There are a couple of things at play here, which coincidentally(?) mirror the difference between mathematicians who say "vector" to mean anything can be added commutatively and multiplied by a scalar, and physicists who say "vector" to mean a 3- (or 4-)dimensional quantity that transforms properly under change of coordinates.
While arbitrary rotations in 3 dimensions do not commute, infinitesimal rotations do. (In fact any "infinitesimal" transformations commute, as you can see by multiplying $I + \epsilon A$ and $I + \epsilon B$ and ignoring second-order terms in $\epsilon$.) Since angular velocity can be thought of as "infinitesimal rotation per infinitesimal time", it ends up being a vector (in the mathematical sense) even though rotation itself isn't. Similarly, angular momentum is the derivative of kinetic energy with respect to angular velocity, so it is a gradient, which is a (dual) vector (to angular velocity).

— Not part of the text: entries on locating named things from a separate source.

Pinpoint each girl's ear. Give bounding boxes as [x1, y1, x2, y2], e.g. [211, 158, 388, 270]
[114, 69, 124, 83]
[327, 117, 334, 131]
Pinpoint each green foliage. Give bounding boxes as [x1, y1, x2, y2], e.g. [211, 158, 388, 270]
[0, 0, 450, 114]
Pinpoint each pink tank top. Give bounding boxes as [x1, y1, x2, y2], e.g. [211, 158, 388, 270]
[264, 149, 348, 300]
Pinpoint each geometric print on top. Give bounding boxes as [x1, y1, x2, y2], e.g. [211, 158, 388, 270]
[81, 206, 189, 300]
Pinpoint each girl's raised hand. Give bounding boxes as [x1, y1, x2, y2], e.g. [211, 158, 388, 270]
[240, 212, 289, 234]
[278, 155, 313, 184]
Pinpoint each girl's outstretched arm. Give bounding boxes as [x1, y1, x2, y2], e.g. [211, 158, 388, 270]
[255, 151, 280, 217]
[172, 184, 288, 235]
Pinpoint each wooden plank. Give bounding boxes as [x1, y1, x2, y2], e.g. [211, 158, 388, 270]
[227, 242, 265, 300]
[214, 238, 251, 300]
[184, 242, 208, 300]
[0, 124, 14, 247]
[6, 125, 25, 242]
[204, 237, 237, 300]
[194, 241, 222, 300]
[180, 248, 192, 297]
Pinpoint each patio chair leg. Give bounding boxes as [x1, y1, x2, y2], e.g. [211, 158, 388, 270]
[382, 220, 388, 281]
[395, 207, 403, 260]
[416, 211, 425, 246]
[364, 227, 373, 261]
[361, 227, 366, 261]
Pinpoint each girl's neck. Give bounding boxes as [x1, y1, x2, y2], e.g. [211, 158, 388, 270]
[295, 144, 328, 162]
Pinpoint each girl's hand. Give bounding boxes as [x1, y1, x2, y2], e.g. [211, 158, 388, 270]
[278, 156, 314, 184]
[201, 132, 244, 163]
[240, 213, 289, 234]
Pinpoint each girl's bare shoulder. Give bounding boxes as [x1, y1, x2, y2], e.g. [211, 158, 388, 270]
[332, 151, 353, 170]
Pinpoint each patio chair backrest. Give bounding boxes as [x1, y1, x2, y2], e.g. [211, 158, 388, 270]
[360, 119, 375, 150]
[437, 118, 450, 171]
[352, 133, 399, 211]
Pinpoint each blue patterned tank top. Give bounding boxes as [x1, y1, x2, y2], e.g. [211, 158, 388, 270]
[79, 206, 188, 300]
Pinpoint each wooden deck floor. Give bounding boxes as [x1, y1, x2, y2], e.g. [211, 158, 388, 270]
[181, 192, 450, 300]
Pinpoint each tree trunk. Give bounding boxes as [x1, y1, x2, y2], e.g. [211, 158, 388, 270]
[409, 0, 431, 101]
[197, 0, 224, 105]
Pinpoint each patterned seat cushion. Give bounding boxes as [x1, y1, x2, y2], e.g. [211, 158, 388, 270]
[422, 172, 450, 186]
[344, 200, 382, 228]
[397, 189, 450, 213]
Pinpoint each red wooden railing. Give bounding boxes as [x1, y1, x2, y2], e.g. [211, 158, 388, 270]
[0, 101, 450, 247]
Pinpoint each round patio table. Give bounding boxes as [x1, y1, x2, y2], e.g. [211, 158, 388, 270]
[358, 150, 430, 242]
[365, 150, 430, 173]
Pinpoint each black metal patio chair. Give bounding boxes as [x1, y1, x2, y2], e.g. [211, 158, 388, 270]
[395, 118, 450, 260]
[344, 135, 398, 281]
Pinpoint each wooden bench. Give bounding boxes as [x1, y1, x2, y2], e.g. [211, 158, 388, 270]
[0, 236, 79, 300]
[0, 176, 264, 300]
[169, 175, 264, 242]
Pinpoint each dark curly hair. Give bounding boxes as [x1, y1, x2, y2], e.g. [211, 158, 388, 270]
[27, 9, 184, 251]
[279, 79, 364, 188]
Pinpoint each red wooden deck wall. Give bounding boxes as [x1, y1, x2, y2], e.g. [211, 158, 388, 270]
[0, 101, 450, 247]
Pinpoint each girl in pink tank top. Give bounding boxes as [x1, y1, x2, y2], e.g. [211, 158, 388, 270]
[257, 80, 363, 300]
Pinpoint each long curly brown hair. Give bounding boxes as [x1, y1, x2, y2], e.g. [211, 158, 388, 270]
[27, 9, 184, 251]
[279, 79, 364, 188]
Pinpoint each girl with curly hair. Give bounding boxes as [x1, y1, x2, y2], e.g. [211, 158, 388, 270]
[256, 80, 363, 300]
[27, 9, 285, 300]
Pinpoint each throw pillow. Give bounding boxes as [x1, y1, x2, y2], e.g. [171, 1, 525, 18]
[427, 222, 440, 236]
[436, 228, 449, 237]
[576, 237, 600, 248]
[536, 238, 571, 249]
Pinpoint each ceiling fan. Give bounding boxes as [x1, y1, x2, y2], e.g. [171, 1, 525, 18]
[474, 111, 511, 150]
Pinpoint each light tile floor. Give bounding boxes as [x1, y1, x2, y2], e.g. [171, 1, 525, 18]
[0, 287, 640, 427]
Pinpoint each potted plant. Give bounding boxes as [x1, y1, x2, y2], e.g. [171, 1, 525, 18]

There's an interesting mapping between these infinitesimal rotation matrices and vectors (in the physical sense) which only works in 3 dimensions. If you think of an infinitesimal rotation as $I + \epsilon A$, one can show that $A$ must be antisymmetric. This means its diagonal entries are 0, leaving only 3 degrees of freedom in the off-diagonal entries. Such a matrix can be associated with a vector using the cross product:
$$\begin{bmatrix}0 & -\omega_z & \omega_y \\\ \omega_z & 0 & -\omega_x \\\ -\omega_y & \omega_x & 0\end{bmatrix} \mathbf{r} = \mathbf{\omega} \times \mathbf{r}$$
So angular velocity isn't "naturally" a vector in physical space, but rather lives in a different 3-dimensional vector space. That's why once you interpret it as a physical vector, it turns out to transform slightly differently, as J.M. has pointed out in the comments.